Unrest continues in France as the government debates a reform to France's retirement system that has sparked more than a week of action targeting transport. Demonstrators blocked access to Marseille airport and continue to block fuel depots halting gas supplies.
France's Labor minister, Eric Woerth spelled out the financial benefits of the government's retirement reform program to the Senate. He outlined the billions of Euros that will be saved, saying that is essential in today's economy to address France's deficit.
The proposal to raise the retirement age by two years, to 62, has sparked mass protests, including a day of demonstrations last Tuesday that brought at least a million people onto the streets, the unions that called the strikes claim 3.5 million demonstrated. Another day of mass action could come next week.
Helene Puyrigaud has been protesting with others, outside the French Senate, which is debating the law. She says every day the demonstrations will continue until they have won.
French President Nicolas Sarkozy has appealed for calm as some protests have turned violent.

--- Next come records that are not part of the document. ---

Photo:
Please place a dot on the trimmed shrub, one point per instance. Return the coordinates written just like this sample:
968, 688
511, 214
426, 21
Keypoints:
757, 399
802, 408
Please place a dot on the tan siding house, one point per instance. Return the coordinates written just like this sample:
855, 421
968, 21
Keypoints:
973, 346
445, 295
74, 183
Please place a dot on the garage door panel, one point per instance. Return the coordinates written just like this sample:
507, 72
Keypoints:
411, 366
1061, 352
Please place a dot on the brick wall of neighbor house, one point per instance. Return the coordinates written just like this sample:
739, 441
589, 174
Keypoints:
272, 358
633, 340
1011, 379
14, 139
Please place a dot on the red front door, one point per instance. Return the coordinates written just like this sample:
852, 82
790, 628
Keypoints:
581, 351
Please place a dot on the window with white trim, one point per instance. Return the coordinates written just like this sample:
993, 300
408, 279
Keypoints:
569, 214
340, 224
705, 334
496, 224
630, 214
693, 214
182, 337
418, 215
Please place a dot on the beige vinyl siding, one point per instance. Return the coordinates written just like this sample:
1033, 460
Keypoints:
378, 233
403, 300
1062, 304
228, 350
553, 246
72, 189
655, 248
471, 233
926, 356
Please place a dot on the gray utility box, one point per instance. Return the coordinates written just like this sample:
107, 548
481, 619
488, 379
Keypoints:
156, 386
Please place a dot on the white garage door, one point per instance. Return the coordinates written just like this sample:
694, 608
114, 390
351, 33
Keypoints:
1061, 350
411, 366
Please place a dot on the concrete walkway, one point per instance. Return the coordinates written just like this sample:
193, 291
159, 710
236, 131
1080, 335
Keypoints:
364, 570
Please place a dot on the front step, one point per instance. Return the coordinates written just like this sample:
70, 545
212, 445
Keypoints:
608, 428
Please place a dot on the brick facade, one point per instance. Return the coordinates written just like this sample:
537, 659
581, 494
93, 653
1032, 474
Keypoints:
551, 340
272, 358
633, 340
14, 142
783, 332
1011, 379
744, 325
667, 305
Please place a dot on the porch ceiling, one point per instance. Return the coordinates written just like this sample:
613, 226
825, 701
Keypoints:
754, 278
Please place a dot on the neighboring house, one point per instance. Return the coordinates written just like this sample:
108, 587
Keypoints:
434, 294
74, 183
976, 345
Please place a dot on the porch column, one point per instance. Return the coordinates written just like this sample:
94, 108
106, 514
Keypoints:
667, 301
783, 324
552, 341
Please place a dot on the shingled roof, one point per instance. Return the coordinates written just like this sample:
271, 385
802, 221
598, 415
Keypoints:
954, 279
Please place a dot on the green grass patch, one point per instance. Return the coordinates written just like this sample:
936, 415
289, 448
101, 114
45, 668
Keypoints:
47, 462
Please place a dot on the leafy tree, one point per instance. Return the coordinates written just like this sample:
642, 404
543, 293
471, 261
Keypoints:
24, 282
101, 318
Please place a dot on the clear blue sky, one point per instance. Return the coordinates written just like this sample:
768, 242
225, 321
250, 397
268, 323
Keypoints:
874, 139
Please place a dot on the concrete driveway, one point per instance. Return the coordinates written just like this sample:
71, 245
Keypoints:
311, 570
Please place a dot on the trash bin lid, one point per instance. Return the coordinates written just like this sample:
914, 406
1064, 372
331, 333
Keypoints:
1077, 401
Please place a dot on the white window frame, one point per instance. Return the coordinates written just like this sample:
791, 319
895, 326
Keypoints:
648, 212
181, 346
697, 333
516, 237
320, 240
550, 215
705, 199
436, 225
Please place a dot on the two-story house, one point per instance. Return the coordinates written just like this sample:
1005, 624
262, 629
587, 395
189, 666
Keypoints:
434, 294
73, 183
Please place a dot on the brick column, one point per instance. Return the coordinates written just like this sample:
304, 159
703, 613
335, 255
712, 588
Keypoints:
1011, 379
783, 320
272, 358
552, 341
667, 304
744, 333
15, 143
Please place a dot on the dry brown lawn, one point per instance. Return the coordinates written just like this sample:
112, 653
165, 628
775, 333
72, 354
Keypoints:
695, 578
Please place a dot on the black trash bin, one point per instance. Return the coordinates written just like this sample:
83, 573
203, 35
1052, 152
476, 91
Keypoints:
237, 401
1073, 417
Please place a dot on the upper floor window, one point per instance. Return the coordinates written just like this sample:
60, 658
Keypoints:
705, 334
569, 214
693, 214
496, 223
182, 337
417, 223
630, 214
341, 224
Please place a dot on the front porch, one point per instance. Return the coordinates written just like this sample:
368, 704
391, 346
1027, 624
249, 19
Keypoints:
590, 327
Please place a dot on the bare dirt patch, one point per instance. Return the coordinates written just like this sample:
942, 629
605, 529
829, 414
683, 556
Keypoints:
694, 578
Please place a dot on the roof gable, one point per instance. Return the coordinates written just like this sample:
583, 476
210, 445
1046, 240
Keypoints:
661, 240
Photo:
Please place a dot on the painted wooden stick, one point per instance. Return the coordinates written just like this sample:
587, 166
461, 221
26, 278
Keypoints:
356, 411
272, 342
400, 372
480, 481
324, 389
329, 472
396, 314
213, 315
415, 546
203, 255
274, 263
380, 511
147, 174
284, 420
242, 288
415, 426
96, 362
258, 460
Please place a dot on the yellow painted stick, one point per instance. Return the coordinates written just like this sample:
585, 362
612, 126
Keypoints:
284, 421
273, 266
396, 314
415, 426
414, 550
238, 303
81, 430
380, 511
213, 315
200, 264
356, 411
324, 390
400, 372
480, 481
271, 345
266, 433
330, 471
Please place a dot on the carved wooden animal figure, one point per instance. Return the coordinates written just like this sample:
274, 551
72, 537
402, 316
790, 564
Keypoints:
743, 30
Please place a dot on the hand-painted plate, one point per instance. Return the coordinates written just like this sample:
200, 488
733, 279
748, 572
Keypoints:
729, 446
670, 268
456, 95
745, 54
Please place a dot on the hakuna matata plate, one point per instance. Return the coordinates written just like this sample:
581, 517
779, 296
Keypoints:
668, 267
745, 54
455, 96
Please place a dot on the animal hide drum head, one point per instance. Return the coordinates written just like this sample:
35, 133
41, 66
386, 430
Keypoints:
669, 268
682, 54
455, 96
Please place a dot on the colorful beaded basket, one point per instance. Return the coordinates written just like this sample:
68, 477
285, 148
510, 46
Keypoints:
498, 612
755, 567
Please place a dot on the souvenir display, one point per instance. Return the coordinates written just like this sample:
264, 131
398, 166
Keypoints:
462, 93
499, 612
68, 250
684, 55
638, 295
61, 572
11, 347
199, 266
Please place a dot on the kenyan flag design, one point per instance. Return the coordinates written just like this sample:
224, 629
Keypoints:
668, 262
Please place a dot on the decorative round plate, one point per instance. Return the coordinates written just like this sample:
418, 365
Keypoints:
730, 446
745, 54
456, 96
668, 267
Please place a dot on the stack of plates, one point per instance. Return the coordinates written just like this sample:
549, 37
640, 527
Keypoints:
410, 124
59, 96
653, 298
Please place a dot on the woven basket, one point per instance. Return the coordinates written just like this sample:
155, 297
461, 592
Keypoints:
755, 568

Nearly a quarter of French gas stations are without fuel because of the blockade of refineries and fuel depots, and there has been some panic buying. Pressure is increasing to get the gas supplies back to normal before Friday, which marks the start of school breaks when many French travel.
Analysts say the protests are about more than just retirement reform, and reflect the public's discontent with the president. Polls show Mr. Sarkozy's popularity at an all-time low a year and a half before elections.
Pop singer Lady Gaga cancelled her weekend concerts in Paris, over concerns that trucks carrying stage equipment and other necessities may not be able to reach the concert venue.